RESSAM, İLLÜSTRATÖR ve ÇOCUK KİTAPLARI YAZARI
Painter, Illustrator and Children Books Writer
AYSUN BERKTAY ÖZMEN
Bir Ressamın Bahçe Güncesi


Bir Ressamın Bahçe Güncesi, doğa sevgisini insan sevgisiyle, bahçesine gösterdiği özeni tüm canlılara duyduğu bağlılıkla birleştiren, yaşamın anlamını derinden kavramış duyarlı bir sanatçının kaleminden ve fırçasından çıkmış eşsiz bir kitap.
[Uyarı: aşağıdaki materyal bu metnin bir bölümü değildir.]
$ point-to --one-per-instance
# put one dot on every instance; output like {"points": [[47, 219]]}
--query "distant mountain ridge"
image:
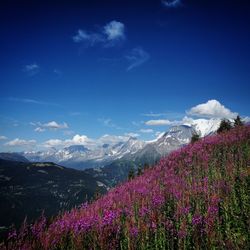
{"points": [[80, 157], [13, 157]]}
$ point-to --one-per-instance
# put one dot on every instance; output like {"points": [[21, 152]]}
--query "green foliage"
{"points": [[131, 174], [238, 121], [195, 137], [139, 171], [225, 125]]}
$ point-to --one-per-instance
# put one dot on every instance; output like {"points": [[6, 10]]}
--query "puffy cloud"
{"points": [[136, 58], [171, 3], [111, 33], [21, 142], [2, 137], [212, 109], [114, 30], [31, 69], [151, 114], [108, 123], [159, 122], [53, 125], [131, 134], [90, 38], [39, 129], [112, 139], [76, 140], [149, 130]]}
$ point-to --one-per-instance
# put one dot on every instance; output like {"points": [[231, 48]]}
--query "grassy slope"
{"points": [[197, 197]]}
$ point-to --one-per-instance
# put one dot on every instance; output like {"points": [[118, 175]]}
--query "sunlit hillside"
{"points": [[197, 197]]}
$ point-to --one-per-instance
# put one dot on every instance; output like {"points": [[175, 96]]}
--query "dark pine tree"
{"points": [[131, 173], [139, 171], [238, 121]]}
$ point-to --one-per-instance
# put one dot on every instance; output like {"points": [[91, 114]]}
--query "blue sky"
{"points": [[91, 68]]}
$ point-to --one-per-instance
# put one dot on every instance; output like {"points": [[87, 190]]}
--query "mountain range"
{"points": [[81, 157]]}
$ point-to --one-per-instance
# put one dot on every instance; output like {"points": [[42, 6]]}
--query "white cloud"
{"points": [[136, 58], [108, 123], [212, 109], [114, 30], [111, 139], [39, 129], [76, 140], [91, 39], [151, 114], [21, 142], [53, 143], [131, 134], [32, 101], [149, 130], [31, 69], [53, 125], [159, 122], [109, 35], [171, 3]]}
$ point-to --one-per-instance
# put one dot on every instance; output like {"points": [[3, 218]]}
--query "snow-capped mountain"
{"points": [[203, 127], [80, 157], [174, 138]]}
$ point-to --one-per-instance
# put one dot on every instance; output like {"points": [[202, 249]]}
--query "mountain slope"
{"points": [[13, 157], [27, 189], [197, 197]]}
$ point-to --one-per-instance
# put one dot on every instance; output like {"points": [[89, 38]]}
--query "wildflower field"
{"points": [[198, 197]]}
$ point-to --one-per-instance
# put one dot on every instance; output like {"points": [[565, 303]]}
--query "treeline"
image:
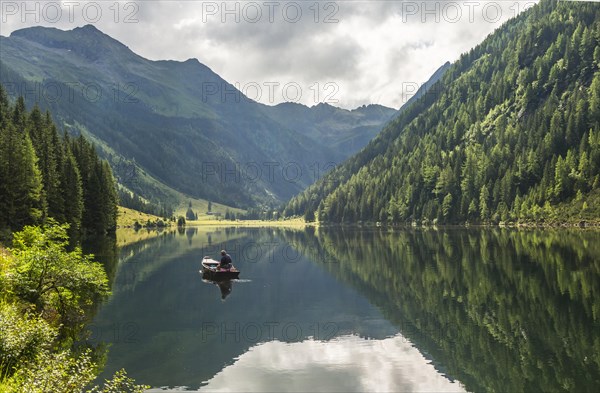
{"points": [[133, 201], [510, 132], [46, 293], [44, 175]]}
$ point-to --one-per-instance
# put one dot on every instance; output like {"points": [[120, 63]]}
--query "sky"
{"points": [[344, 364], [344, 53]]}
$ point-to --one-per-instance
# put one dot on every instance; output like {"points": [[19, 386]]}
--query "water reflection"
{"points": [[402, 310], [225, 286]]}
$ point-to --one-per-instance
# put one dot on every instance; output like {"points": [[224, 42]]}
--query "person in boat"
{"points": [[226, 262]]}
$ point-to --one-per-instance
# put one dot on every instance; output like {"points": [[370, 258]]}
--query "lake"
{"points": [[333, 309]]}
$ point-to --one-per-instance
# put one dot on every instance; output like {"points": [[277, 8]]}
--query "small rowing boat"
{"points": [[212, 271]]}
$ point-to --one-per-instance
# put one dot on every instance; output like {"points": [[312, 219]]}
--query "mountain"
{"points": [[340, 129], [512, 133], [169, 125]]}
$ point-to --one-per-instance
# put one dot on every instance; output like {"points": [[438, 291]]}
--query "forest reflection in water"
{"points": [[495, 309]]}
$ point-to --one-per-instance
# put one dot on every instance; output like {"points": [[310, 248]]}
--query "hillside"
{"points": [[512, 132], [170, 127]]}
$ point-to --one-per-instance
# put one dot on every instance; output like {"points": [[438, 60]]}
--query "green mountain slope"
{"points": [[181, 125], [341, 130], [512, 132]]}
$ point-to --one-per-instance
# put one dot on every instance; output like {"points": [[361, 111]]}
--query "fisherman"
{"points": [[226, 262]]}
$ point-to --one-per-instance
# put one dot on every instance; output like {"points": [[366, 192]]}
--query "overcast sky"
{"points": [[346, 53]]}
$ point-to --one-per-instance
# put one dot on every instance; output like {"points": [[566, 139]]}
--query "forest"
{"points": [[47, 175], [511, 133]]}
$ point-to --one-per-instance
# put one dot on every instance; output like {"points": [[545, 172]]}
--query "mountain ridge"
{"points": [[510, 135], [165, 117]]}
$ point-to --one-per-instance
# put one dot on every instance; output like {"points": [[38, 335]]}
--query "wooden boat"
{"points": [[211, 271]]}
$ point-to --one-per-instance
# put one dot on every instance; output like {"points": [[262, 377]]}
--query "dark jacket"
{"points": [[226, 262]]}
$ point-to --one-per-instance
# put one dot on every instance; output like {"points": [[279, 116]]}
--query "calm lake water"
{"points": [[357, 310]]}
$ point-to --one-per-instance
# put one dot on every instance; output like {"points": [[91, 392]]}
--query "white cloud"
{"points": [[368, 53], [345, 364]]}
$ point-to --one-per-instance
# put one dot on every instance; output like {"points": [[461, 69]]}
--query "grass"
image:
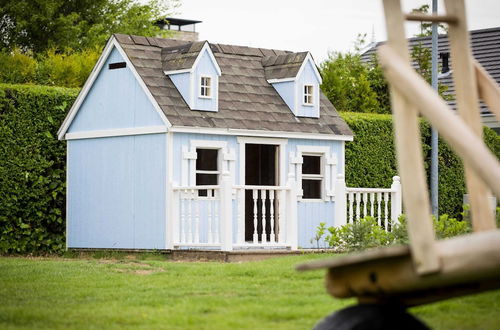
{"points": [[147, 292]]}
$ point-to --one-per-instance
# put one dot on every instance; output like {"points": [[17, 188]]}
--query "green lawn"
{"points": [[147, 292]]}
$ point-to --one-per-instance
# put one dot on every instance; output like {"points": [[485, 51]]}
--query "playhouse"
{"points": [[174, 145]]}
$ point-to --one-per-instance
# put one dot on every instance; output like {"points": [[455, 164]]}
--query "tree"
{"points": [[352, 85], [346, 82], [62, 25]]}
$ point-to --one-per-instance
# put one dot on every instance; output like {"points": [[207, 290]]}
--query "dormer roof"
{"points": [[183, 58], [286, 66], [246, 100]]}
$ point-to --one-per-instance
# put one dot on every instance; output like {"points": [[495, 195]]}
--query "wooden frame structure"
{"points": [[430, 270]]}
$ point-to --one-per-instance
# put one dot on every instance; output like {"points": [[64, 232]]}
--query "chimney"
{"points": [[445, 66], [184, 29]]}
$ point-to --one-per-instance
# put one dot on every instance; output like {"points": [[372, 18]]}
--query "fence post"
{"points": [[396, 199], [340, 201], [291, 206], [226, 212], [173, 229]]}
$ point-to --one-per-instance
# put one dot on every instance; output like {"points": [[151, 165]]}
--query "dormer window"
{"points": [[308, 95], [205, 87]]}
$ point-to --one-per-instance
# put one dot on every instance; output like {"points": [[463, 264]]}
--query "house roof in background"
{"points": [[246, 100], [485, 45]]}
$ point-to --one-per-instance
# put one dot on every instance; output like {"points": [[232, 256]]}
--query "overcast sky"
{"points": [[318, 26]]}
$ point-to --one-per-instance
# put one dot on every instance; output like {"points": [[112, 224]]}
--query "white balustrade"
{"points": [[268, 208], [383, 204], [198, 216]]}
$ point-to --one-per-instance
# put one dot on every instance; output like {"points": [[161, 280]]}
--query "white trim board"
{"points": [[115, 132], [263, 134], [112, 43]]}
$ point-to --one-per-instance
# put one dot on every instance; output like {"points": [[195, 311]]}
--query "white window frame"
{"points": [[328, 170], [317, 177], [217, 172], [208, 88], [308, 96]]}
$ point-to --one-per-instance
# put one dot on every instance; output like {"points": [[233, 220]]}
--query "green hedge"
{"points": [[32, 168], [32, 165], [370, 158]]}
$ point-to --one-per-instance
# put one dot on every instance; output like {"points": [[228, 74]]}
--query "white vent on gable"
{"points": [[195, 73]]}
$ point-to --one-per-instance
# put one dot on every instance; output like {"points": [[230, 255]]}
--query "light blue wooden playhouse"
{"points": [[191, 145]]}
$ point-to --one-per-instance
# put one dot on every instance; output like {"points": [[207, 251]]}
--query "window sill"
{"points": [[311, 200]]}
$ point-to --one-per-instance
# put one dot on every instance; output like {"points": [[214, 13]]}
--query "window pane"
{"points": [[311, 189], [206, 159], [311, 165], [206, 179]]}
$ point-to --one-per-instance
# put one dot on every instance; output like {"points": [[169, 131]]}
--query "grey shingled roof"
{"points": [[180, 57], [246, 99], [283, 66], [485, 45]]}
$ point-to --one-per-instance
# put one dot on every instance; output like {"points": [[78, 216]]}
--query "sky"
{"points": [[318, 26]]}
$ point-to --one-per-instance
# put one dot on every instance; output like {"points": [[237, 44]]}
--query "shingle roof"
{"points": [[485, 45], [283, 66], [246, 99]]}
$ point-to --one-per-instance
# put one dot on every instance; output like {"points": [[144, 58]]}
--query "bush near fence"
{"points": [[371, 159], [32, 165], [32, 168]]}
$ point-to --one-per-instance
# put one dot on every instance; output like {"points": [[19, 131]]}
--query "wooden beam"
{"points": [[409, 154], [431, 18], [488, 90], [468, 145], [389, 275], [464, 78]]}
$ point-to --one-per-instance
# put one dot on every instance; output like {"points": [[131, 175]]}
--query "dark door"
{"points": [[260, 170]]}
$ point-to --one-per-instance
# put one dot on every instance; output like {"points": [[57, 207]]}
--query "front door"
{"points": [[261, 169]]}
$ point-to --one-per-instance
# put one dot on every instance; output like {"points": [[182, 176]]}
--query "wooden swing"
{"points": [[428, 270]]}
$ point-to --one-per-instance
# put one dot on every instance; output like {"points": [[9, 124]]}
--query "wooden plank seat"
{"points": [[468, 264], [428, 270]]}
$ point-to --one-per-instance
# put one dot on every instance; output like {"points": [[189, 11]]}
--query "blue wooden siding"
{"points": [[115, 100], [307, 77], [311, 213], [287, 92], [182, 83], [117, 192], [205, 67]]}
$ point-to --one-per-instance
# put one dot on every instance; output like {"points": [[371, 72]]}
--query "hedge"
{"points": [[32, 168], [32, 165], [371, 160]]}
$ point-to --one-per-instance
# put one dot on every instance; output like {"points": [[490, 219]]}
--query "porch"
{"points": [[231, 217]]}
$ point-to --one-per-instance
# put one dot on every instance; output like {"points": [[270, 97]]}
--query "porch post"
{"points": [[340, 201], [291, 214], [226, 212], [396, 199]]}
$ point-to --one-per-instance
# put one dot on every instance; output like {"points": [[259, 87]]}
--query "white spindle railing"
{"points": [[384, 204], [198, 213], [268, 207]]}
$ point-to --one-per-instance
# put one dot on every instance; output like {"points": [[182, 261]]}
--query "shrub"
{"points": [[50, 68], [366, 233], [16, 67], [32, 168], [371, 159]]}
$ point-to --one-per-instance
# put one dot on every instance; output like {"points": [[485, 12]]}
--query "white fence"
{"points": [[203, 215], [383, 204]]}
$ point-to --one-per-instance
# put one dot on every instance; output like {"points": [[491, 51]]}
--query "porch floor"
{"points": [[242, 255]]}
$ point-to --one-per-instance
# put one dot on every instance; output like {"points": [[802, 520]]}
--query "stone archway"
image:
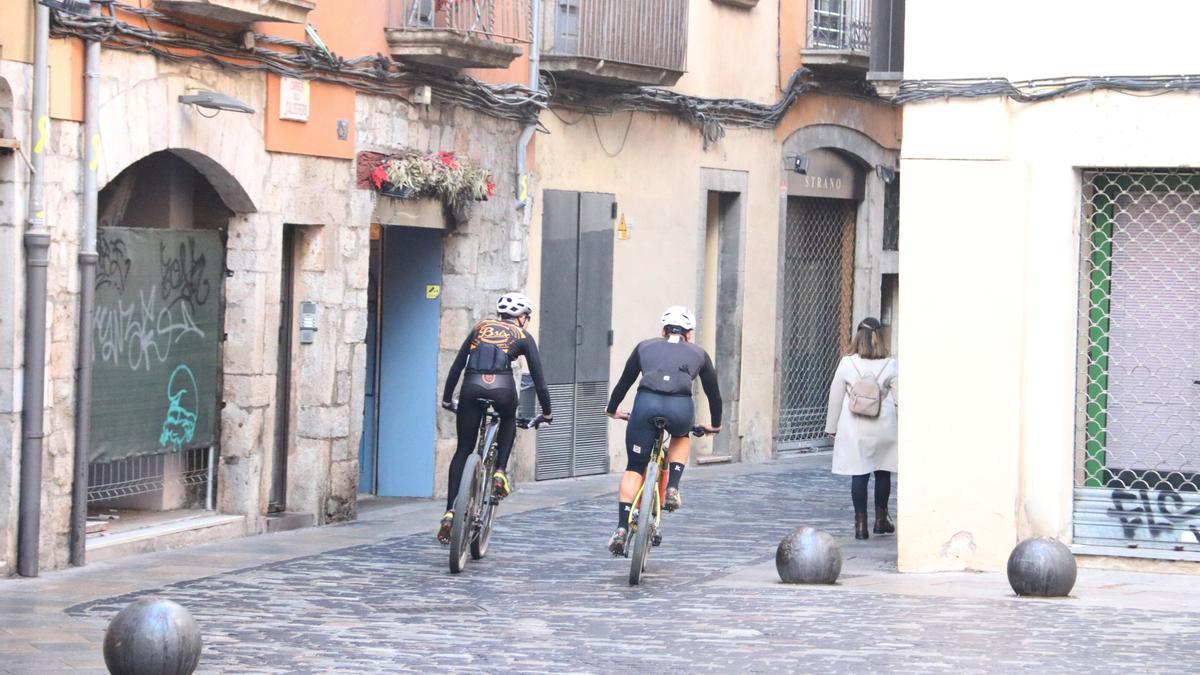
{"points": [[831, 262]]}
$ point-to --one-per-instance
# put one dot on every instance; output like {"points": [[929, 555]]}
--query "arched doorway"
{"points": [[834, 266], [159, 327]]}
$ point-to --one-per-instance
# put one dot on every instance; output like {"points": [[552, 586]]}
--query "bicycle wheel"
{"points": [[489, 503], [463, 514], [646, 524]]}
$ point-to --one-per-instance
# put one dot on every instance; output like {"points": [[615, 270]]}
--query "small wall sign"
{"points": [[293, 99]]}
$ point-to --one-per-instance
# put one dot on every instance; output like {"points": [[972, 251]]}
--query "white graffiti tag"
{"points": [[142, 333]]}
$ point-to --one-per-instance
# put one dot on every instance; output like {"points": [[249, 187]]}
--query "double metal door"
{"points": [[819, 270], [576, 330]]}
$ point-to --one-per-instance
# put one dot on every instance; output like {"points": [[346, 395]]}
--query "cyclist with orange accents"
{"points": [[487, 354]]}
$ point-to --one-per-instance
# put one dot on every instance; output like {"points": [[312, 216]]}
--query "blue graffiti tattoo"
{"points": [[179, 428]]}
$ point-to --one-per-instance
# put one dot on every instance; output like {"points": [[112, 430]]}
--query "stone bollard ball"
{"points": [[153, 635], [1042, 567], [808, 555]]}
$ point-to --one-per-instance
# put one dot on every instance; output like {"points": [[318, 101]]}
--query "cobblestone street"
{"points": [[550, 599]]}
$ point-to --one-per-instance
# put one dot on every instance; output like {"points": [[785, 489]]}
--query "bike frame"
{"points": [[659, 457]]}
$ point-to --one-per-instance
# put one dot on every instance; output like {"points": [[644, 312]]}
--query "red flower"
{"points": [[378, 177]]}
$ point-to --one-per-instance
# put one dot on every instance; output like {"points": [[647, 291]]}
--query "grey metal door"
{"points": [[576, 332], [819, 268], [279, 500], [1138, 469]]}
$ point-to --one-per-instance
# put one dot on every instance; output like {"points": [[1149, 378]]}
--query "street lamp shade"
{"points": [[69, 6], [215, 101]]}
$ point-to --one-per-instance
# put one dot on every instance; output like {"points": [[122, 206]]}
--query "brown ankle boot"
{"points": [[882, 524], [861, 526]]}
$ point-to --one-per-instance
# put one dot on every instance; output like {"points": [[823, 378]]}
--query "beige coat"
{"points": [[863, 443]]}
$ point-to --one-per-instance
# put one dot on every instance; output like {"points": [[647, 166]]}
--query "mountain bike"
{"points": [[646, 519], [474, 507]]}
Aysun Berktay Özmen'in, sanki sayfaların arasından fırlayıp hayata karışacakmış kadar canlı bir biçimde çizdiği kuşların, balıkların, envai çeşit çiçek ve bitkinin suluboya resimleriyle süslediği bu günce, aynı zamanda içerdiği pratik bilgiler ve tavsiyelerle kendi bahçesini yaratmak isteyenler için de çok yararlı bir kılavuz.
Garden Diary of a Painter

"Kendi çocukluğumun uzak bahçesinden çıkıp geliyorum. Bu bahçe benim mi? Yoksa bir düş mü gördüğüm? Arı vızıldamaları gerçek olduğunu söylüyor. (.) Güncemde yüreğimle ve fırçamla yaptığım suluboya resimler var. Bahçemdeki kuşlar, kelebekler, gölün üzerinde uçuşan yusufçuklar, yaz akşamları kedinin mamasını yemeye gelen kirpi, suda kurbağalar, ördekler, fındık faresi ile kızılgerdan. Renkler, paletimdeki renkler gibi birbirine karışıyor. Sincap ceviz ağacında takırdıyor. Doğanın senfonisini dinliyorum."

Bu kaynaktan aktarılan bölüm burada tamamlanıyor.